In Subtext, Liz Allan's brother, Mark Allan (Eric Lopez) has a gambling addiction. After getting deep in debt, Mark gets sold out by his bookie, agreeing to "call it even" if Mark acts as the subject of a scientific experiment. Specifically, Green Goblin uses him as a new test subject for his super-power procedure, which uses nanobots to modify a subject uniformly. The procedure turns Mark Allan into Molten Man, with skin as hot as molten lava and the ability to create and throw balls of molten lava. Mark didn't ask for these powers, nor does he want them; all he wants is to gain control over them.

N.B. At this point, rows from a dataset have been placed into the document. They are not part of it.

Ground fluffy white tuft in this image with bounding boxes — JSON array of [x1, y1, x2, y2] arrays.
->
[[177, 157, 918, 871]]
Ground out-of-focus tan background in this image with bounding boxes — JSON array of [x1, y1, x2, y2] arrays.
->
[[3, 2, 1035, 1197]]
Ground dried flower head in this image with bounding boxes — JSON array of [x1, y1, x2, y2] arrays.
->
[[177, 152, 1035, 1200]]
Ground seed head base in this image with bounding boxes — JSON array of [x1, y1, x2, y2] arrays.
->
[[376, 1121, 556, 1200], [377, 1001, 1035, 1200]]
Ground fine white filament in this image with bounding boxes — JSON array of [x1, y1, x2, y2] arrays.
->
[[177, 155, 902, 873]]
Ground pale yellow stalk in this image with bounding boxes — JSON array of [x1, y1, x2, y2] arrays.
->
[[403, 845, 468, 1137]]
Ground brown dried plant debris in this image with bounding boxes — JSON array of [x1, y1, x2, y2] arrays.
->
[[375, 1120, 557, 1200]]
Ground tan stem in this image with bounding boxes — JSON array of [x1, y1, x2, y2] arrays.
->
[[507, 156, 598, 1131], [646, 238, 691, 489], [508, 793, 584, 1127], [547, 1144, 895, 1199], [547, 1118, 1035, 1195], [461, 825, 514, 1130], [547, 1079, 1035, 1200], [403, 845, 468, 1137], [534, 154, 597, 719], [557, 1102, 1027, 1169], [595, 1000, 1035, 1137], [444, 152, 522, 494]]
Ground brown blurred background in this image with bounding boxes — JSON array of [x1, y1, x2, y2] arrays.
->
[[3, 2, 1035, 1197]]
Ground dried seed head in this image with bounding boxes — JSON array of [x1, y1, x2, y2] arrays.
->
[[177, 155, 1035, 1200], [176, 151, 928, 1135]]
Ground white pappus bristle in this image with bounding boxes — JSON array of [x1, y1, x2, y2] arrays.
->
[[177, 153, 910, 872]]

Green Goblin offers to give him that control, but only if he destroys Spider-Man. This episode is presented out of sequence, starting with one scene, then filling in some backstory, then fleshing out the original scene a bit more, and so forth. It is an interesting technique that heightens appreciation of certain parts, but will likely be confusing for some people. If you gave up on watching the movie Memento because you couldn't keep track of what was going on, then Subtext is likely to be at least a little annoying.
Opening Night is just that... opening night for the school production of A Midsummer Night's Dream, featuring Liz Allan (Alanna Ubach), Gwen Stacy (Lacey Chabert), Mary Jane Watson (Vanessa Marshall) and several other friends of high school student Peter Parker (Josh Keaton), Spider-Man's nerdy secret identity. It also happens to be the night that a new, high-security, specifically-intended-to-contain-super-villains wing called the Vault at Ryker's Prison is brought online. Spider-Man has volunteered to test it out and see just how escape-proof it really is. Spidey's plan is simple... give it his best shot, then success or no, make it out of there in time to make it to the play. However, Green Goblin takes control of the prison and lets the inmates out, making it Spidey versus, well, everybody. The web-head does at least get a little help from Black Cat (Tricia Helfer), who just happens to be breaking into the prison at the time. This particular episode was interestingly lyrical, with rhyming lines coming from onstage and off - as Green Goblin waxes poetic during the prison fiasco.
Final Curtain is the final curtain in more ways than one. For one, Peter Parker ends his relationship with Liz, in order to be with Gwen Stacey. Spider-Man decides to unmask and take out Green Goblin, first thinking that Harry Osborne (James Arnold Taylor) was juicing again and had become the Green Goblin, then, after finding that he couldn't have been the Goblin, and that Norman Osborne (Alan Rachins) also couldn't be the Green Goblin (as he had been seen at the same place and time as Green Goblin), leading to one confused neighborhood Spider-Man who has his work cut out for him. This episode is the last episode in Volume 8, and the last episode in Season Two. Currently, it looks like Final Curtain could very well be the last show in the series, period, making this episode's name, sadly, very apt indeed.
Volume 8 was definitely entertaining, but possibly more for direction choices, such as the chronology approach in Subtext and the rhyming in Opening Night, rather than direction, perhaps. Some things seem unresolved, such as the fate of Mark Allan/Molten Man, which will be more acceptable if the series gets picked up and continued, but as it stands, with the rights to making the show going from Sony back to Marvel, it may not be continued.